Me meto en casa de Sybil Garson, aleteo las pestañas, agarro a Gary y le quito el sitio a Charlotte Bradsburry. Me convierto en una mujer importante, gloriosa, internacional, a la que se habla con respeto, a la que le ofrecen tarjetas en papel Bristol grabadas, a la que visten de la cabeza a los pies, mientras yo rechazo a los paparazzi y elijo a la que será mi próxima mejor amiga. Dejo de ser una francesa que se desvive por hacerse un nombre, tomo un atajo y me convierto en Arrogante Inglesa.
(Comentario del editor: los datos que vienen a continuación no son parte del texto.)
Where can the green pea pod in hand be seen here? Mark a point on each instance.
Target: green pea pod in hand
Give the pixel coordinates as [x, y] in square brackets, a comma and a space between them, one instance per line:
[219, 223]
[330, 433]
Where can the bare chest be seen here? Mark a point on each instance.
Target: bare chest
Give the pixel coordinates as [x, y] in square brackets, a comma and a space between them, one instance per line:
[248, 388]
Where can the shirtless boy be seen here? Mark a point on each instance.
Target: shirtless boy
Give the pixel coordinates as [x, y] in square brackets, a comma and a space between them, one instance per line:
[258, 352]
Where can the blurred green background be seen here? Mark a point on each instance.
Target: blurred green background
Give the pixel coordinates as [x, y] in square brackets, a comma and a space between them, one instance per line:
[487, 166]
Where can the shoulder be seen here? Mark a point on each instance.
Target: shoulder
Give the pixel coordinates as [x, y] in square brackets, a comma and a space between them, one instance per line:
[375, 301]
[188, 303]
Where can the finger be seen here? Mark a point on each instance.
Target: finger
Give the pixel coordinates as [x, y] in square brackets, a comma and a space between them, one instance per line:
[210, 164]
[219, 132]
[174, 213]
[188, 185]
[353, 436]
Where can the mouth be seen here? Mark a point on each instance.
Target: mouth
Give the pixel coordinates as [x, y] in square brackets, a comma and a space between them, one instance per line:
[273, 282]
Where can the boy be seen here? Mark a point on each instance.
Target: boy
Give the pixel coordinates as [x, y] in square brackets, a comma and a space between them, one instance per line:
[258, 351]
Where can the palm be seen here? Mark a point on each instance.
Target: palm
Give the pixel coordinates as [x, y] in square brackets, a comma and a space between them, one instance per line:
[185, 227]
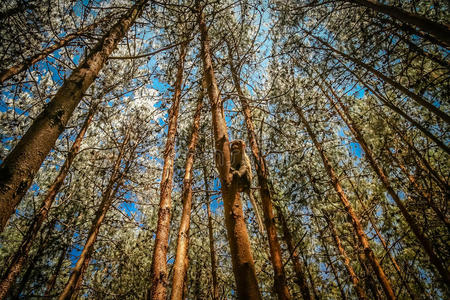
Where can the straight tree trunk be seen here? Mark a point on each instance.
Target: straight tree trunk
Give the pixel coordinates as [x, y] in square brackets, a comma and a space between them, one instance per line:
[212, 249]
[298, 266]
[181, 259]
[386, 102]
[30, 61]
[159, 275]
[332, 267]
[346, 260]
[43, 244]
[76, 277]
[425, 195]
[21, 255]
[241, 256]
[438, 31]
[384, 281]
[52, 280]
[427, 246]
[417, 98]
[20, 166]
[280, 282]
[400, 273]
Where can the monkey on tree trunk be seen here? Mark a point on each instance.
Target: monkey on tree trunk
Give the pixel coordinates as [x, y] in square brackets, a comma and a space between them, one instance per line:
[242, 171]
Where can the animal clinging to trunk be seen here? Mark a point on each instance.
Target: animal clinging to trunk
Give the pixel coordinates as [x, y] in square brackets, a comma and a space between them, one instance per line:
[242, 171]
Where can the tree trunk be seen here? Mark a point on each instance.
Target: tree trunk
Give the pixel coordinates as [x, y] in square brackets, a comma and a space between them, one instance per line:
[159, 275]
[417, 98]
[332, 267]
[280, 282]
[425, 195]
[349, 209]
[76, 277]
[346, 260]
[19, 167]
[52, 280]
[383, 242]
[30, 61]
[386, 102]
[22, 252]
[181, 260]
[241, 256]
[298, 267]
[438, 31]
[427, 246]
[212, 250]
Hace demasiado tiempo que me pudro en el anonimato. Ya no aguanto que me consideren como la mitad de un ser humano, que se sequen las manos en mis senos o que me confundan con un tabique de plexiglás. Quiero respeto, consideración, notoriedad, poder, poder.

Y poder.

Pero antes de convertirme en Arrogante Inglesa, tengo que encontrar el modo de colarme en esa velada privada, reservada a los
happy few
que reinan en la prensa basura de los tabloides ingleses. No lo tienes fácil, Hortense Cortès, no lo tienes fácil. ¿Y si sedujera a Pete Doherty? Tampoco lo tienes fácil... Mejor intentaré entrar de extranjis en casa de Sybil Garson.

Lo había conseguido.

Se había puesto detrás de dos ingleses que hablaban de cine mientras se frotaban las narices, frente al número 3 de Belgravia Square. Se había colocado tras ellos, aparentando seguir la conversación, había conseguido introducirse en el vasto apartamento de techos tan altos como los de la catedral de Canterbury, y se había seguido tragando el diálogo de Steven y Nick sobre
Bright Star
de Jane Campion. Habían visto esa película en el preestreno del London Film Festival y se vanagloriaban de pertenecer al selecto grupo que podía hablar de él.
To belong or not to belong
parecía ser la divisa de todo inglés distinguido. Había que «pertenecer» a uno o varios clubes, a una familia, a un colegio, a un contexto familiar, a un buen barrio de Londres, o no ser nada.

Steven estudiaba cine, hablaba de Truffaut y de Kusturica. Llevaba unos vaqueros negros ajustados, unas botas viejas de vinilo, un chaleco negro con lunares blancos sobre una camiseta blanca de manga larga. Su pelo largo y grasiento se movía cada vez que afirmaba algo con contundencia. Su interlocutor, Nick, limpio y sonrosado, encarnaba una versión bucólica y joven de Mick Jagger. Asentía con la cabeza mientras se rascaba el mentón. Debía de suponer que eso le hacía fantásticamente adulto.

Les había abandonado tras dejar los abrigos en una enorme habitación que hacía las veces de guardarropa. Había dejado el suyo sobre una gran cama cubierta de pieles sintéticas, parkas color caqui e impermeables negros, se había arreglado el pelo ante el espejo de tremó de la chimenea y había murmurado estás perfecta, querida, absolutamente perfecta. Va a caer en tus redes como un pececito de colores. Sus manoletinas Dior y el vestidito negro Alaïa comprado en una
vintage shop
de Brick Lane la transformaban en una bomba sexual con el seguro puesto. Bomba sexual si quiero, el seguro puesto si así lo decido, susurró al espejo enviándose un beso. Todavía no he decidido si acabo inmediatamente con él o le liquido lentamente... Ya veremos.